The initial feelings of shock and horror soon turn into pity for this poor soul. Eventually the pity will fade away as we watch the main character evolve.
Despite the many challenges he keeps facing, John Merrick remains kind and full of gratitude. We are in awe and celebrate his courage. In our eyes he is a hero. But would he want to be treated as such?
A hero chooses to take action, to show courage. John Merrick hasn’t had a choice. He was born this way.
All he tries to do is be part of society and to be treated like a human being, not some sort of animal or freak, because of his appearance.
In the face of these fates our discomfort often turns into some sort of admiration or reverence, but we forget that people like John Merrick simply want to play an integral and equal part in society.

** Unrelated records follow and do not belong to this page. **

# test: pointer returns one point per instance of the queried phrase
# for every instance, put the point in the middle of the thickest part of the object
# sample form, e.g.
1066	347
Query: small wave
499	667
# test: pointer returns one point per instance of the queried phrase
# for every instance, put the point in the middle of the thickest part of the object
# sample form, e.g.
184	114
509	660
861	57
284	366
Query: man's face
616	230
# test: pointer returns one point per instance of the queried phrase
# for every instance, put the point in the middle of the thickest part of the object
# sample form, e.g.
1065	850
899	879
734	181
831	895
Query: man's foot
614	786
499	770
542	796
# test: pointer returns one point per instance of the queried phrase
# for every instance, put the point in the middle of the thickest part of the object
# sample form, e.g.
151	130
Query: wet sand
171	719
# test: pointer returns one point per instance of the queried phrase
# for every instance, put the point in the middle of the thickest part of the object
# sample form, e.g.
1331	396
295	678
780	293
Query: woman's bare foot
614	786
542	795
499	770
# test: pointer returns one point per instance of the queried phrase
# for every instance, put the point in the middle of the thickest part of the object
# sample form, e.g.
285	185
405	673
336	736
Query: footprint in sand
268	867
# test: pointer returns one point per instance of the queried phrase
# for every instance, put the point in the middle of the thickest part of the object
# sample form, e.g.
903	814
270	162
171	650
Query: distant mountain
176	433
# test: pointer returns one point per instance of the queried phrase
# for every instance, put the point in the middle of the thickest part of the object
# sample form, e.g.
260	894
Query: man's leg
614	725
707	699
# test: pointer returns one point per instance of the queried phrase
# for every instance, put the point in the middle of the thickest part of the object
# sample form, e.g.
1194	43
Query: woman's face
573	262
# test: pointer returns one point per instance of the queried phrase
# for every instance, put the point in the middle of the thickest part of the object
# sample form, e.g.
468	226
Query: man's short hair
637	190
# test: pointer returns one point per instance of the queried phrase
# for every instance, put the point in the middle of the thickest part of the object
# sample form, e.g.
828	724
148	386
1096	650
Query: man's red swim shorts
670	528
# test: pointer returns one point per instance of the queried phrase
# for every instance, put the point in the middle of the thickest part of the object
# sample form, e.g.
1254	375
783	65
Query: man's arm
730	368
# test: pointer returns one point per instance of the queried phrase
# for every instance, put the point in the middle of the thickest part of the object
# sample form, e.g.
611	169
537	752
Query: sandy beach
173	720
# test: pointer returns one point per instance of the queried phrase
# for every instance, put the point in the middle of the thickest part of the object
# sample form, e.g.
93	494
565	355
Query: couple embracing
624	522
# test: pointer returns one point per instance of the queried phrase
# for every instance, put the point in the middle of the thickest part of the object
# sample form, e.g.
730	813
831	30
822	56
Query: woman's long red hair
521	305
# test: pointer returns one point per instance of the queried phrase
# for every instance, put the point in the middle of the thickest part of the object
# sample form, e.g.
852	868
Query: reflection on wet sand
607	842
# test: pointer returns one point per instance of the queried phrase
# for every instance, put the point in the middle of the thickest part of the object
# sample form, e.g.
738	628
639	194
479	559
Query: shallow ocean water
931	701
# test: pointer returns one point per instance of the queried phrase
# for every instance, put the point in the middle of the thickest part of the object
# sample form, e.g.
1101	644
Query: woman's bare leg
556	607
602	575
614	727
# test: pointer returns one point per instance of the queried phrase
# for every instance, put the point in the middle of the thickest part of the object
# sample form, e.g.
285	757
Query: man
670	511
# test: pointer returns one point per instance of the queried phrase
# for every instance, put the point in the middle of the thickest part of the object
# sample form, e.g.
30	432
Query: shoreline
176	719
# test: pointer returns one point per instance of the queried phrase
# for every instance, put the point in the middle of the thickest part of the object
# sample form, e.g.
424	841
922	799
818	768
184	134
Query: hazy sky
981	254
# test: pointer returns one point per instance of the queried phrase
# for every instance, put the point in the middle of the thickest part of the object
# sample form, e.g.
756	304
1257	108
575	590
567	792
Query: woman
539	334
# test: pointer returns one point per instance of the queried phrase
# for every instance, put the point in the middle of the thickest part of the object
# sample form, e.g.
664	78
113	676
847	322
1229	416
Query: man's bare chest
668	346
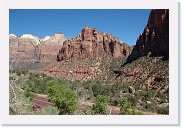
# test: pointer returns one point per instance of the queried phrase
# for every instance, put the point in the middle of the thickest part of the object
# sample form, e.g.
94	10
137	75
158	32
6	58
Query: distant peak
30	36
12	35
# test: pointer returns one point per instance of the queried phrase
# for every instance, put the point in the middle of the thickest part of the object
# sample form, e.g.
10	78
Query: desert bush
100	105
64	98
163	110
49	110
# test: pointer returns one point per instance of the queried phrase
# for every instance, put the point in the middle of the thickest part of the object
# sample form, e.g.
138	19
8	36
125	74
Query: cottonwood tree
18	103
63	97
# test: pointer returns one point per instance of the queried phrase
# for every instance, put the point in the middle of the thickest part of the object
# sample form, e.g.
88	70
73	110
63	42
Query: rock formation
90	43
29	48
154	41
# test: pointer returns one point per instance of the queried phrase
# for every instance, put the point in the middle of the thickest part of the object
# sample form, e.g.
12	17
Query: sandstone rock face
90	43
29	48
154	41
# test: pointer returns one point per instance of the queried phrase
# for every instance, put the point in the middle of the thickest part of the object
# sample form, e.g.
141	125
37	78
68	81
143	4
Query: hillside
96	66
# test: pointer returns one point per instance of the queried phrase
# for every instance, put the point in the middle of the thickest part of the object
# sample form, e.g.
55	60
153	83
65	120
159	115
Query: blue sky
124	24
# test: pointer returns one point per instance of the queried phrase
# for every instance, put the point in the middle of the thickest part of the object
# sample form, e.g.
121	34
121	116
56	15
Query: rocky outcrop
90	43
29	48
154	40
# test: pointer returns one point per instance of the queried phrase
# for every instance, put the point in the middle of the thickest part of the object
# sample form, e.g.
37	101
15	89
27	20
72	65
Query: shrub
163	110
100	105
49	110
64	98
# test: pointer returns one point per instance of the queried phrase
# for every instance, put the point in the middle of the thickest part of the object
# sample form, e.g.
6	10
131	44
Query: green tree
64	98
100	105
28	93
126	107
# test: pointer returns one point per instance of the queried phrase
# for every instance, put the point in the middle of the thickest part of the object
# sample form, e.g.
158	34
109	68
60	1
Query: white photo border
171	119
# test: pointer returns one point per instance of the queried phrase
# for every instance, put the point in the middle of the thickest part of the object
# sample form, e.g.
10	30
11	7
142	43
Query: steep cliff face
154	41
29	48
90	43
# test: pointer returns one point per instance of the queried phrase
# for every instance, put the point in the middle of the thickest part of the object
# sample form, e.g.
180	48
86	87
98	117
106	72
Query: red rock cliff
90	43
154	41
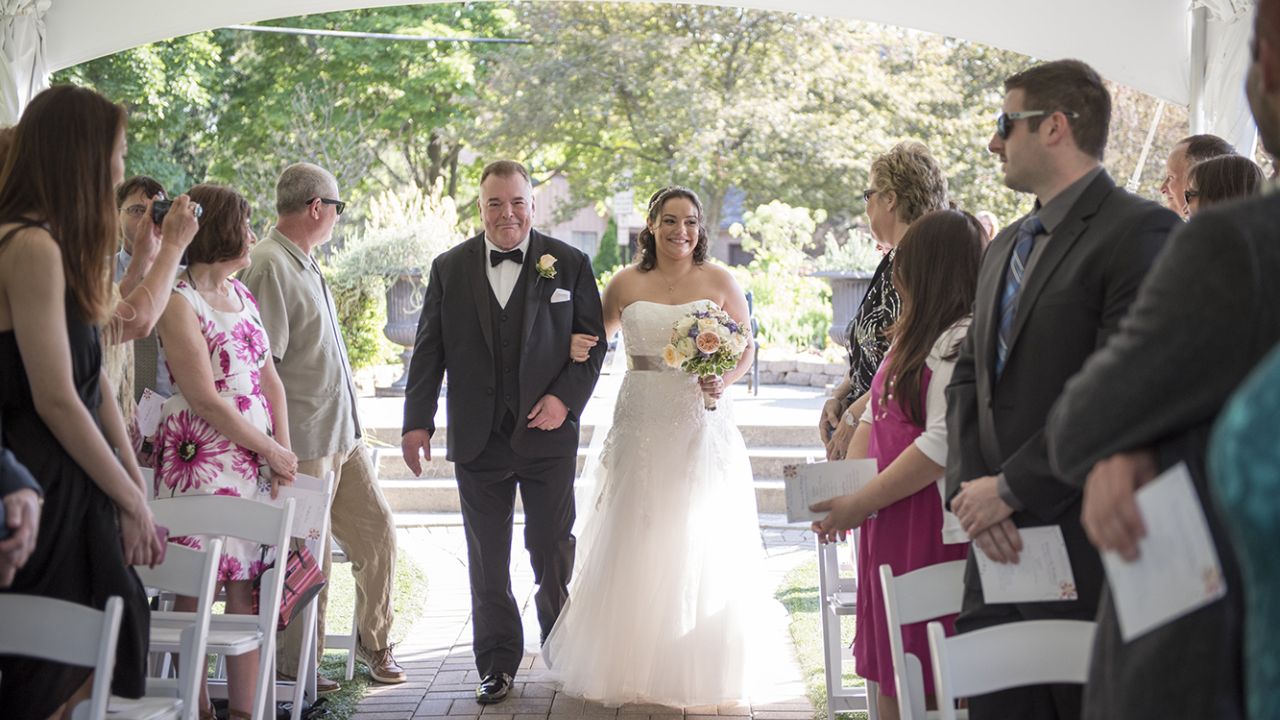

Putting them on a pedestal might not make them feel less human, but it still keeps them at a distance.
Film Summary
This beautiful, measured and rather atypical movie by David Lynch tells the story of John Merrick, the “Elephant Man”, a Victorian-era person with disfigurements who was rescued from a cruel fairground show by the concerned physician Frederick Treves and established as a fashionable figure in London society, despite nagging fears that Merrick had simply become a grander and more acceptable form of freak attraction.
John Hurt, in complex and intricate prosthetics, plays Merrick with an unforgettably distinctive, gentle, quavering voice. Anthony Hopkins is Treves, the muscular Victorian man of science who rescues him; John Gielgud is the stern hospital chief Mr Carr-Gomm who becomes an advocate for Merrick, as does the no-nonsense matron, robustly played by Wendy Hiller. Anne Bancroft plays the stage star Madge Kendal, who takes a kindly interest.
Lynch’s depiction of Victorian London is strong, because it is not fetishised or Hollywood-ised in the usual way but simply uses existing city locations (which in 1980 were still a very good match). And Lynch, with his editor Anne V Coates, subverts the usual narrative rhythm by ending a scene on a line or moment that might normally be considered a climactic point – giving the proceedings a persistent dream logic. It is while Merrick is being exhibited on the European tour that Lynch explores the idea of something other than ordinary sympathy for him, showing us him in Tod Browning-esque relationship with other circus folk and approaching a mysterious epiphany about the universe unavailable, perhaps, to other people. The two aspects of this approach may not be entirely resolved, but it is an absorbing and satisfying drama, and Hurt’s Merrick is very powerful.